According to the report, Counsel for Brown emailed Plaintiff’s counsel on
4/10/25 that “…the only authority that has since been provided, or will be
provided, is authority for a waiver of costs/malicious prosecution in exchange
for a dismissal with prejudice such that mediation would not be beneficial for
the parties and needlessly run up costs on both sides.” With that, Plaintiff’s
Counsel states that no mediation has taken place and no agreement to mediate
has been reached.
Discussion
Plaintiff
has agreed to settle its case against the Settling Defendants for $45,000.00
(“Settlement”). The settlement agreement between Plaintiff and the Settling
Defendants of all claims related to the subject incident against the Settling
Defendants was not memorialized into a written settlement agreement but for the
attached Release of all claims against the Settling Defendants in exchange of
the payments is set forth in the Release. (See Motion, Ex. C, pp. 39-41 of 44
of PDF.)
As
explained in the motion, Defendant Kenneth Brown, D.D.S. performed the surgical
procedures on Plaintiff, and Defendant Dr. Wu performed the prosthodontic
procedures on Plaintiff. (Motion p. 5.)
Four implants were placed in the upper arch and four implants were placed in
the lower arch. The implant in the area of tooth No. 4 was removed and
subsequently replaced. Plaintiff is
alleging the implant in the No. 4 position was improperly placed and caused an
oroantral fistula which required several corrective surgeries. Plaintiff is also alleging bilateral numbness
in her lower lip and chin areas.
Plaintiff was not happy with the design issues and the permanent
prostheses were never placed in her mouth.
Courts
have long recognized that there is no precise way to measure good faith of a
settlement with one of several tortfeasors. (See North Country Contractor’s
Association v. Touchstone Ins. Servo (1994) 27 Cal.App.4th 1085, 1095
[while precision is difficult or impossible in establishing the appropriate
amount of settlement, “an educated guess is the best a judge can do when
deciding whether a settlement is made in good faith.”].) In determining whether
a settlement is within the ballpark of the settling defendants’ proportional
share of liability, the court should weigh various factors, known as the Tech-Bilt
factors as articulated in the seminal case of Tech Bilt, Inc. vs.
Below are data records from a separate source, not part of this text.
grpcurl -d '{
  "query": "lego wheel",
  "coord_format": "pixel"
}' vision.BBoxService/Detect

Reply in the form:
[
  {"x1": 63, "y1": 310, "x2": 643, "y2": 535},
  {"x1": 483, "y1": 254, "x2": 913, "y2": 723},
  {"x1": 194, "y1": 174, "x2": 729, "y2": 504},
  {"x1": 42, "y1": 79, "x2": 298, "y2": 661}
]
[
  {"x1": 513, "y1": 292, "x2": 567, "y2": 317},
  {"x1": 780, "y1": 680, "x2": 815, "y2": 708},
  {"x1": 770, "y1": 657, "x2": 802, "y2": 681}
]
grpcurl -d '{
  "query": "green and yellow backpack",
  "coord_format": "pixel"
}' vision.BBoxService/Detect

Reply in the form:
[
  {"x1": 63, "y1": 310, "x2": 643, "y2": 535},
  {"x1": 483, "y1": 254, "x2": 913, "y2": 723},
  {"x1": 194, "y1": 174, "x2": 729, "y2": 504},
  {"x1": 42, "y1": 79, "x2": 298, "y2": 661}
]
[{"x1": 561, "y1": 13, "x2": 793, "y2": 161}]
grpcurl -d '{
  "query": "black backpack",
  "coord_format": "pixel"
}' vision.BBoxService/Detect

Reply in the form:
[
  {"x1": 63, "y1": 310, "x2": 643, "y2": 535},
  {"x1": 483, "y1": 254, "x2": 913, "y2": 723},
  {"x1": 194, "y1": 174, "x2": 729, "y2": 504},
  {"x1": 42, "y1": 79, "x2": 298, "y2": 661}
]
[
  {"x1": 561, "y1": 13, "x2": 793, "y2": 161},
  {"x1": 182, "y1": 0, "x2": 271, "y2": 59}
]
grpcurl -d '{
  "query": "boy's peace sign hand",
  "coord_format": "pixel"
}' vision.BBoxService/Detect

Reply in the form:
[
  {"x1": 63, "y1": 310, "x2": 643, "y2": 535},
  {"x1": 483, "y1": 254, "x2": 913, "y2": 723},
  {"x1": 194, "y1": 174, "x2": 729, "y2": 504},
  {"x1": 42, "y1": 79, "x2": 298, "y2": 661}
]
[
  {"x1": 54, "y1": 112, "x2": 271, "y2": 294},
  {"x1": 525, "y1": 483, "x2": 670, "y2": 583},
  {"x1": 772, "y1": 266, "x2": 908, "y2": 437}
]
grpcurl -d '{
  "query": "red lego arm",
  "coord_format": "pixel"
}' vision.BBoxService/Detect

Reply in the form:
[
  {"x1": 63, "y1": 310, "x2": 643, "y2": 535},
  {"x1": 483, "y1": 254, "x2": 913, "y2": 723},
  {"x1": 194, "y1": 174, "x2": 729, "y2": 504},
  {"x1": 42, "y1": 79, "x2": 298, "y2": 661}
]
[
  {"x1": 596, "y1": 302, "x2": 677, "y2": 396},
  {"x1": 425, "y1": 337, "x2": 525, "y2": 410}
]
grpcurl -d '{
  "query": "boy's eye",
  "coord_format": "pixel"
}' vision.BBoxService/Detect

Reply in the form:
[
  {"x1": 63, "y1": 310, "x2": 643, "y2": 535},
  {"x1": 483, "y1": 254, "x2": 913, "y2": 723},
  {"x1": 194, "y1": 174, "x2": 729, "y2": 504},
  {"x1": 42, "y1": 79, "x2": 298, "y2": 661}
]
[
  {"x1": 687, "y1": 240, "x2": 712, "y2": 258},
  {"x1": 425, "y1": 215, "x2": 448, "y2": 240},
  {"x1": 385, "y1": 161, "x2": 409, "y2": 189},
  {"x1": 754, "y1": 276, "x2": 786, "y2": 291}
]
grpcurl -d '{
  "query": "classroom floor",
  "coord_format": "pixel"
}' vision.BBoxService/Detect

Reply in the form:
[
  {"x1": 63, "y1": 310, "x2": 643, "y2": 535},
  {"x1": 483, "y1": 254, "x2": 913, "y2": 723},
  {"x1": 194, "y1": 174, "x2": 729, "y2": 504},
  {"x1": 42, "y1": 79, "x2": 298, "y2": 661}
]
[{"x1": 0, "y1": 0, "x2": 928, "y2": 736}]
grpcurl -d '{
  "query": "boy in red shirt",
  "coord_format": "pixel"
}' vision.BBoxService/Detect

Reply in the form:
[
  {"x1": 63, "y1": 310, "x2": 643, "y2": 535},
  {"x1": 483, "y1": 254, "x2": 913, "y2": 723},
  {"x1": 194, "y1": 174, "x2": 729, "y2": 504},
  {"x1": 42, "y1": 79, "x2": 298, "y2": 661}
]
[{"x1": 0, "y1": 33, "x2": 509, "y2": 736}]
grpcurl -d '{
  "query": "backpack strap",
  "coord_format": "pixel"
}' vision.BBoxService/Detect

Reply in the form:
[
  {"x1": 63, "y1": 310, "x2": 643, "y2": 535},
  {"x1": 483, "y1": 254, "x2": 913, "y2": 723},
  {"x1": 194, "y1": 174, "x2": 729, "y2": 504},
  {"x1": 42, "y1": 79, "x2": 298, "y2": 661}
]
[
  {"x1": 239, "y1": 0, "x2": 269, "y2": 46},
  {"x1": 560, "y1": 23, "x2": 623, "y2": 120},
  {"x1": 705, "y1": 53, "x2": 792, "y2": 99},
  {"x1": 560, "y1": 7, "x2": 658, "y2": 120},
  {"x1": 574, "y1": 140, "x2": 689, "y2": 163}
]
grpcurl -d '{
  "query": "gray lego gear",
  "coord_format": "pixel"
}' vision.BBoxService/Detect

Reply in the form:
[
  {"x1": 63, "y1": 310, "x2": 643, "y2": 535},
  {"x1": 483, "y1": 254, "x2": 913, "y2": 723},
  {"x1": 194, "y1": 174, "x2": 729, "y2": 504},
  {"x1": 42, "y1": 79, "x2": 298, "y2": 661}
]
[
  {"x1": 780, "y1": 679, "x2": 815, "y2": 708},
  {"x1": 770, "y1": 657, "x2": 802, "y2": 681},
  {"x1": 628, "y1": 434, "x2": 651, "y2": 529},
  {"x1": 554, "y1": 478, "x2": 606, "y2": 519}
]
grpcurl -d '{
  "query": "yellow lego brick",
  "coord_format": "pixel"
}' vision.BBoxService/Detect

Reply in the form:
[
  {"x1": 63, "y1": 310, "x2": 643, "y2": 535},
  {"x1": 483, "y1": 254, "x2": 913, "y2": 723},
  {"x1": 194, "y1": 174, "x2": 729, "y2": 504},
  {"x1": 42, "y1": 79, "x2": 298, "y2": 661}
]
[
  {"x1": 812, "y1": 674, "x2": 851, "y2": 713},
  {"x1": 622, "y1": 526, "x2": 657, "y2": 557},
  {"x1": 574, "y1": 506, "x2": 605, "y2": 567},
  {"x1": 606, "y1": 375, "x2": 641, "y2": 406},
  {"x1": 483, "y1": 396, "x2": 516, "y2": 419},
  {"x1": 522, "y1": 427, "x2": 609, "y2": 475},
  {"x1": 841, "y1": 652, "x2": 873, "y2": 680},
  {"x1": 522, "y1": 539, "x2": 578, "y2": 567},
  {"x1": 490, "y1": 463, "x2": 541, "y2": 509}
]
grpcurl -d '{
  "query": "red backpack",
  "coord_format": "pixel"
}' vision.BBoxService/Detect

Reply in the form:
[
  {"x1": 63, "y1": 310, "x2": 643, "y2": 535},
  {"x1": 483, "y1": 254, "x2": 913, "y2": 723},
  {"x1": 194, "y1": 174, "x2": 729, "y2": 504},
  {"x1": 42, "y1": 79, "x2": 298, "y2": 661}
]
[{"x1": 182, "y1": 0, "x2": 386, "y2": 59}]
Woodward Clyde & Associates (1985) 38 Cal.3d 488, 499.) However, the
Court is not required to weigh the Tech-Bilt factors when a good faith motion
is uncontested. In City of Grand Terrace v. Superior Court (1985) 192
Cal.App.3d 1251, the Appellate Court specifically held that:
Of
the hundreds of motions for good faith determination presented for trial court
approval each year, the overwhelming majority are unopposed and granted
summarily by the trial court. At the time of filing in many cases, the moving
party does not know if a contest will develop. If each motion required a full
recital by declaration or affidavit setting forth a complete factual response
to all of the underlying Tech-Bilt factors, literally thousands of
attorney hours would be consumed, and inch-thick motions would have to be read
and considered by trial courts in an exercise which would waste the valuable
judicial and legal time and a client's resources. It must also be remembered
that Tech-Bilt was decided on a contested basis. We are unaware of any
reported decision which has reversed an uncontested good faith determination
and we, therefore, conclude that only when the good faith nature of a
settlement is disputed, it is incumbent upon the trial court to consider and
weigh the Tech-Bilt factors. That
is to say, when no one objects, the bare bones motion sets forth the ground of
good faith, accompanied by a declaration which sets forth a brief background of
the case is sufficient. (Id. at p. 1261.)
Consequently,
according to Grand Terrace, when an Application for Good Faith
Settlement is uncontested, the court need not weigh the Tech-Bilt
factors. With that, absent an opposition to prove the absence of good faith,
the court grants the motion.
Conclusion
Based
on the foregoing, the motion is granted.